そのうち、両者とも兵糧が尽き始めて継戦が難しくなったこともあり、和議を結ぶことに。このとき徳川方は、和議にあった外堀を埋めるという条件を破り、内堀まで埋めてしまいます。これで大坂城は城としての機能を果たせなくなりました。

この大坂冬の陣においてはさまざまな逸話が残っているのですが、不思議なのは総大将である秀頼の逸話がほとんど残っていないことです。大坂方の最終意思決定者として逸話が残るのは、母である淀殿ばかりでした。

秀頼は結局、出陣もできず

身長2メートル近く、体重は161キロという並外れた巨漢だったと言われる秀頼は、その体躯だけ見れば豪傑ともいえる大将です。その彼の言葉や行動が何も残っていないというのは極めて不思議といえます。

翌年の1615年に、国替えや牢人の追放を拒否して埋め立てられた堀を掘り返し始めた豊臣家に、家康は再出兵します。大坂夏の陣です。
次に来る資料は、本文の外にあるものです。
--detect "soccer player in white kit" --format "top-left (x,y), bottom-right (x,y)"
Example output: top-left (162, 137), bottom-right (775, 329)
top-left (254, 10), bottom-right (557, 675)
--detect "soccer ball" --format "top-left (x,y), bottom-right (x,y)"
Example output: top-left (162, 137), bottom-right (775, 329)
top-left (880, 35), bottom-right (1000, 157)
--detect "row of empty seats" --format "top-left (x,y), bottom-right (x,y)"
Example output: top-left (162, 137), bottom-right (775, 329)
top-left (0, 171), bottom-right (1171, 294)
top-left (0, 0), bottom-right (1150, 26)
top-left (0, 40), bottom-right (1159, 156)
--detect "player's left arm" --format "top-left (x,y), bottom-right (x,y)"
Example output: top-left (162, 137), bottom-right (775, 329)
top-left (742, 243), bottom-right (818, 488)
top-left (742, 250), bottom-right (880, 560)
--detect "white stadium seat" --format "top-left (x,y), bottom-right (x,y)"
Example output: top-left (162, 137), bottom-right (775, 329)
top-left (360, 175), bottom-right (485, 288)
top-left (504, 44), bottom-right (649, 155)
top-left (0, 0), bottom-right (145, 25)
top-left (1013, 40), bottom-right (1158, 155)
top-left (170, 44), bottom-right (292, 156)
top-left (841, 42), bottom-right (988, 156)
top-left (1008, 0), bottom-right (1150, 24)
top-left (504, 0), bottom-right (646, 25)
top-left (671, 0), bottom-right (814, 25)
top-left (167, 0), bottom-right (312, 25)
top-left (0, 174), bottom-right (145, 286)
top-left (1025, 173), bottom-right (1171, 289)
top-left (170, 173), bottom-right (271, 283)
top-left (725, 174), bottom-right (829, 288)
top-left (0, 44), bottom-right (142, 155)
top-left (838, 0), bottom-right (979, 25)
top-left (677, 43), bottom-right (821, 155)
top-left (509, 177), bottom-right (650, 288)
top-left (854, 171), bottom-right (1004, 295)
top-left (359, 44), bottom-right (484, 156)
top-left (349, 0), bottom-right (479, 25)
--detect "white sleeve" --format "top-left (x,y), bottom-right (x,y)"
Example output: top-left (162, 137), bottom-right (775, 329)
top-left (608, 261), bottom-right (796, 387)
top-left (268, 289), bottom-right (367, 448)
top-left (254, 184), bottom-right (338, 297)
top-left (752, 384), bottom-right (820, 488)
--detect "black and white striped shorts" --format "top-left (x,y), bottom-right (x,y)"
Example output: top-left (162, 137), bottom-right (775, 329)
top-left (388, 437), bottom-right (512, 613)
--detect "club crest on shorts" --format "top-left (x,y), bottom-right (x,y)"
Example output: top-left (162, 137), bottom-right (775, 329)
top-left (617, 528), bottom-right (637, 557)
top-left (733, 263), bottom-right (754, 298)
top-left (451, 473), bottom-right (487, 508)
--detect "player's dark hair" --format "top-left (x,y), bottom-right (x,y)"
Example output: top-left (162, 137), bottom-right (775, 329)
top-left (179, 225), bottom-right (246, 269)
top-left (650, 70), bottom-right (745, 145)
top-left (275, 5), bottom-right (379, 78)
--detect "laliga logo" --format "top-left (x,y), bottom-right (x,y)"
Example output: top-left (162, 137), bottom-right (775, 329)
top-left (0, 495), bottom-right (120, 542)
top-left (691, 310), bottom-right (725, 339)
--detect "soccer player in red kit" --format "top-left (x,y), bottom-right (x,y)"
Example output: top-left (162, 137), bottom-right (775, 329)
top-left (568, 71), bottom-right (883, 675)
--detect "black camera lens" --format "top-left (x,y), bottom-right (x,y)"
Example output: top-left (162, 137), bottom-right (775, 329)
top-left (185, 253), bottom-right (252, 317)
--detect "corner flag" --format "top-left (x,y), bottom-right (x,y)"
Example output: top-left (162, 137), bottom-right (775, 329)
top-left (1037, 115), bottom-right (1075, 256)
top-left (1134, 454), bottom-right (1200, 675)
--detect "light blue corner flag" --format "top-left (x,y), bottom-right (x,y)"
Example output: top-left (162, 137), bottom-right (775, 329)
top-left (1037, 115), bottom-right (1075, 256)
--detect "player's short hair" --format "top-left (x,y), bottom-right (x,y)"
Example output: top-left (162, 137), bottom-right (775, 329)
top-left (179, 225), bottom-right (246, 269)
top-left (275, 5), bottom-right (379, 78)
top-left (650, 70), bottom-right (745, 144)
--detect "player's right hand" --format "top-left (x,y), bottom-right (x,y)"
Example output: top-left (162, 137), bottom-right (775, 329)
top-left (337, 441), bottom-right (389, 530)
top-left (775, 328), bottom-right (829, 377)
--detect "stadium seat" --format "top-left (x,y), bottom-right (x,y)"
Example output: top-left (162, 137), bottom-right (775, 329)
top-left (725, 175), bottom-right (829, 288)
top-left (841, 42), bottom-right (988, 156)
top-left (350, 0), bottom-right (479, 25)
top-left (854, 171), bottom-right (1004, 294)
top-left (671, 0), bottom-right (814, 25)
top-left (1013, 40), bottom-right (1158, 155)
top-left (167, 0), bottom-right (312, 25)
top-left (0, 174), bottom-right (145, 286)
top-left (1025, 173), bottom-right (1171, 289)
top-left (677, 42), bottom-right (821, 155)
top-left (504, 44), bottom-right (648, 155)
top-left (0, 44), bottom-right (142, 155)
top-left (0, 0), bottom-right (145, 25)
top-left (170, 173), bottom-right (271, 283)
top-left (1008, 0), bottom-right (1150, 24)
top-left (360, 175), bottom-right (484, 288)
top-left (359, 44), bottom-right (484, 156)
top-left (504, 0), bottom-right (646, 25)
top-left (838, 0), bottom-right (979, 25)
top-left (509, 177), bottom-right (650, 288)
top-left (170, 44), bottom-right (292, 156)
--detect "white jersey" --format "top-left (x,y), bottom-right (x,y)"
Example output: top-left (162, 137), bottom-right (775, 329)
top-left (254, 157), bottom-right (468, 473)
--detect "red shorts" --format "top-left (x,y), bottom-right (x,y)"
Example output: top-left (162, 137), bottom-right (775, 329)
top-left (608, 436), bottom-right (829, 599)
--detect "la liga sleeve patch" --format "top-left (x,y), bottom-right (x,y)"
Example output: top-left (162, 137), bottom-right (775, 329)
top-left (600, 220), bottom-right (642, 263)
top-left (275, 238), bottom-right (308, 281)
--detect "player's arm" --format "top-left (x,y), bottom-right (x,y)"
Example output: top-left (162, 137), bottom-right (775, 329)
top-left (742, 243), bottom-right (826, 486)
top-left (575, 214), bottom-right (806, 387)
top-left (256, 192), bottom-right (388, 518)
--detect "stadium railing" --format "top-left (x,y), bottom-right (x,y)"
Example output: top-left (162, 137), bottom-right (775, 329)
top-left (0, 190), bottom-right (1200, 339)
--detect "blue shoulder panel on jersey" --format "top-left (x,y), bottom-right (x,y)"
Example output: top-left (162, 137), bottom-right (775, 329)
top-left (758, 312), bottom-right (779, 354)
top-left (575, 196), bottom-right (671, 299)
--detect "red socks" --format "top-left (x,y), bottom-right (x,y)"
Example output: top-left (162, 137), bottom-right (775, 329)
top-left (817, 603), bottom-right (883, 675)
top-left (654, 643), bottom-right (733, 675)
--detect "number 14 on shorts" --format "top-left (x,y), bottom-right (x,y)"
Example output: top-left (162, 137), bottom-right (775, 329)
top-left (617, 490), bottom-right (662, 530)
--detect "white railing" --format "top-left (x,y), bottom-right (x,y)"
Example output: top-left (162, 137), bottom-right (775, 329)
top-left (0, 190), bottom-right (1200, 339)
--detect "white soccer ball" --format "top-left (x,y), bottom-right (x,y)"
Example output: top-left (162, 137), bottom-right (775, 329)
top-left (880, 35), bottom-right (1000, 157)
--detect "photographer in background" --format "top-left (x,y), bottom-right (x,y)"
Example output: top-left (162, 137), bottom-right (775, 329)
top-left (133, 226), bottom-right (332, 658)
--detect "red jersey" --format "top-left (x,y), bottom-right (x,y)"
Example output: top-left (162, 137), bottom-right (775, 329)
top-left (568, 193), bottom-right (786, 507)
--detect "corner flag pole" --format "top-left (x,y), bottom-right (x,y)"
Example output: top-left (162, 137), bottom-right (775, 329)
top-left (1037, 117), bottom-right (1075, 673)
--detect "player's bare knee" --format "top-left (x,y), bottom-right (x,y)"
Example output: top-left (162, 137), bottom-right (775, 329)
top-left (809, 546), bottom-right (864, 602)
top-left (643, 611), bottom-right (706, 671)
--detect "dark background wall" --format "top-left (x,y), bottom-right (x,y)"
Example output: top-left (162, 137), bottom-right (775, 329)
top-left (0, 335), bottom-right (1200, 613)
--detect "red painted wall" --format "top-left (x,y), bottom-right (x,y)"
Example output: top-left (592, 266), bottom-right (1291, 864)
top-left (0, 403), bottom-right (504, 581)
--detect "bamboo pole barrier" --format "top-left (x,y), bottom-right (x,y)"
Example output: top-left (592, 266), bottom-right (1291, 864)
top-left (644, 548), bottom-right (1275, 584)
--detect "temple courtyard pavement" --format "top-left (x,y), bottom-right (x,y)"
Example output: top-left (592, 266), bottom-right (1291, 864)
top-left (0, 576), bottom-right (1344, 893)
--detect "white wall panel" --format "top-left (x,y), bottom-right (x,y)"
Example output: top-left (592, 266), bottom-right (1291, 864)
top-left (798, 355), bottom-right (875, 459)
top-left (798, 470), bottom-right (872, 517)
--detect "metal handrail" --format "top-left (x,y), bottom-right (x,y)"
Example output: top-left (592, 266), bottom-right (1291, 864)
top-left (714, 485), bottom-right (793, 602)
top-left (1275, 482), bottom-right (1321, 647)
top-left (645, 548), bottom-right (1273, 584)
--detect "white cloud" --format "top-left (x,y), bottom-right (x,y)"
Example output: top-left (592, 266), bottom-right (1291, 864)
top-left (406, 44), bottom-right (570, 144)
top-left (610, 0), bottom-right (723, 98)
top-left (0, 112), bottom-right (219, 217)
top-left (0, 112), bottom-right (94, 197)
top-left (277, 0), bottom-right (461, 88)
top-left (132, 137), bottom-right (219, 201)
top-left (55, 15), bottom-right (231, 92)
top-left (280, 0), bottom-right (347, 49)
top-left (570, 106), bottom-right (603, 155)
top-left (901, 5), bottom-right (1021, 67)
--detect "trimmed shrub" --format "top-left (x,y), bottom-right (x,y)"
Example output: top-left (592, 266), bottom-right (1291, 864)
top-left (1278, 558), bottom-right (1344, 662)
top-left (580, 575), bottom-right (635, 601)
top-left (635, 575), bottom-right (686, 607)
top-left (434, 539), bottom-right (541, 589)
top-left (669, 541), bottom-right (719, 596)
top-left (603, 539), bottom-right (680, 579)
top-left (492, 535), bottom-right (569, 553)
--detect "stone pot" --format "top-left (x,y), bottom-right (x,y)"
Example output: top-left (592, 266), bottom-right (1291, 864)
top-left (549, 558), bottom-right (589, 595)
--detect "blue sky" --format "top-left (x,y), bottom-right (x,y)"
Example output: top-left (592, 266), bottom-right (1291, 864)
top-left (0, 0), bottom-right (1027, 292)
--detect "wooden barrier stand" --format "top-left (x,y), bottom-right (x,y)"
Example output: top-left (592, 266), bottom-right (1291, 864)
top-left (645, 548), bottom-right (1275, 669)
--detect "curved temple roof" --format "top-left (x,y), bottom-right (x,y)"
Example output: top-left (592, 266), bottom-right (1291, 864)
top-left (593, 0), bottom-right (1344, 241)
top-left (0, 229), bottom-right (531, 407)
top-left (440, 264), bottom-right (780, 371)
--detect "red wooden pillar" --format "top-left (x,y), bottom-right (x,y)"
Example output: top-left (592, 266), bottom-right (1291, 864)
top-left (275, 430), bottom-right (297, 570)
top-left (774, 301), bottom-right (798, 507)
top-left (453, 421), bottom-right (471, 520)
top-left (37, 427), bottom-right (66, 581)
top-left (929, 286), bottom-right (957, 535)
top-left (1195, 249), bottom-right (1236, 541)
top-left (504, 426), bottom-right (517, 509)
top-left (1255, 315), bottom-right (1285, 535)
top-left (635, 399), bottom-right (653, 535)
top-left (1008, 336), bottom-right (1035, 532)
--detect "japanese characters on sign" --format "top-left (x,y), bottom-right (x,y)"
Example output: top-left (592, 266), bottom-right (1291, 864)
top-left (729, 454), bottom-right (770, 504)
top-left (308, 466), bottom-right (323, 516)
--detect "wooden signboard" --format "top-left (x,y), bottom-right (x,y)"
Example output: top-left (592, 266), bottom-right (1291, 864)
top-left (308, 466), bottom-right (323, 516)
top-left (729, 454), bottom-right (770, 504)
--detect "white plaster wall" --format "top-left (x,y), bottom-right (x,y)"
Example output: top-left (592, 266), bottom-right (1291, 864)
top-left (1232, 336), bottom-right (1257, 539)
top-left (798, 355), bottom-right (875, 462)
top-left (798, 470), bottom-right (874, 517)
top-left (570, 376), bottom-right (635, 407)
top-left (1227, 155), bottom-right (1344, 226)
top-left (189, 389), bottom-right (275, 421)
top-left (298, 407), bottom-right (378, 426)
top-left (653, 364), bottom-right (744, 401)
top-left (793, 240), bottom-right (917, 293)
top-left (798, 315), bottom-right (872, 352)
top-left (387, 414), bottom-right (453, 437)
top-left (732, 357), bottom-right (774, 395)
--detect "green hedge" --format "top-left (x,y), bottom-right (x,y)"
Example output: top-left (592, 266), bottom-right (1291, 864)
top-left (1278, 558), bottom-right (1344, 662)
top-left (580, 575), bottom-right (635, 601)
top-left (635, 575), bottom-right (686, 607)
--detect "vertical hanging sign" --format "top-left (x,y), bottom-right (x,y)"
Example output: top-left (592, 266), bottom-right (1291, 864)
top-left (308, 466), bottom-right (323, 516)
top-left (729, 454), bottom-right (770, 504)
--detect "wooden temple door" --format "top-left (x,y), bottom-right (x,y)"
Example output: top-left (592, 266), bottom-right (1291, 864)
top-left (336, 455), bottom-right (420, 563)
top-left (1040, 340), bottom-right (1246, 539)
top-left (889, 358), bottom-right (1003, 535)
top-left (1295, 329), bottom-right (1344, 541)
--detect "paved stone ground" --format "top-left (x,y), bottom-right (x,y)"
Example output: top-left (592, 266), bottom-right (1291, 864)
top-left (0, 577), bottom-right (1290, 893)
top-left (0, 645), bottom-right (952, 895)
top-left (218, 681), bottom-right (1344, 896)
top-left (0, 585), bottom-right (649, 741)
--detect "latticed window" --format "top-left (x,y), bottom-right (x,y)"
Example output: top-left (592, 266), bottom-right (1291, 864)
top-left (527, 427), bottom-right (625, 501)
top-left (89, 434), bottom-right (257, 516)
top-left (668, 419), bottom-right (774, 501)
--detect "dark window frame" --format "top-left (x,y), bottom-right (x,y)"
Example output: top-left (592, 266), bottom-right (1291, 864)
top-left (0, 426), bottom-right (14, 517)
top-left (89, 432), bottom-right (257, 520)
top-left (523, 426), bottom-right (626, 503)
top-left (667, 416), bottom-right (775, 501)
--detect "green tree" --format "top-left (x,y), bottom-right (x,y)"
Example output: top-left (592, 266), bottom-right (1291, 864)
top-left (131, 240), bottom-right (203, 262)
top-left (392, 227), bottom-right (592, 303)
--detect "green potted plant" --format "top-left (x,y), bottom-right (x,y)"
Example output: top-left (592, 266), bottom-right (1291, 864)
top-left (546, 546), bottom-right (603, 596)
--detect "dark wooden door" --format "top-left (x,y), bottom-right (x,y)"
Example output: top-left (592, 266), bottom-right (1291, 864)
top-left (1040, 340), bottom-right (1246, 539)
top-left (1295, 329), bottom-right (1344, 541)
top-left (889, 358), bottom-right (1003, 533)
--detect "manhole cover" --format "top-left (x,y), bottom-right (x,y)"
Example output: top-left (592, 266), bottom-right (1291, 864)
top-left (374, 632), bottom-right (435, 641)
野外戦で活路を見出そうとした豊臣方でしたが、奮戦むなしく敗れ、秀頼は母である淀殿とともに自害します。

享年23歳。

この夏の陣においても秀頼は目立った動きをすることなく、出陣することもなく、この世から姿を消しました。

豊臣秀頼 淀君 墓碑
豊臣秀頼、淀君ら自刃の地の碑(写真:dtgw60/PIXTA)

まるで蜃気楼のような存在で生涯を終えた秀頼は、逆に、情報が何もないがゆえに、われわれにいろいろな想像を与える不思議な存在でした。

秀吉が辞世に残した

「浪速のことも夢のまた夢」

これは、まるで秀頼のことを指しているようでもあります。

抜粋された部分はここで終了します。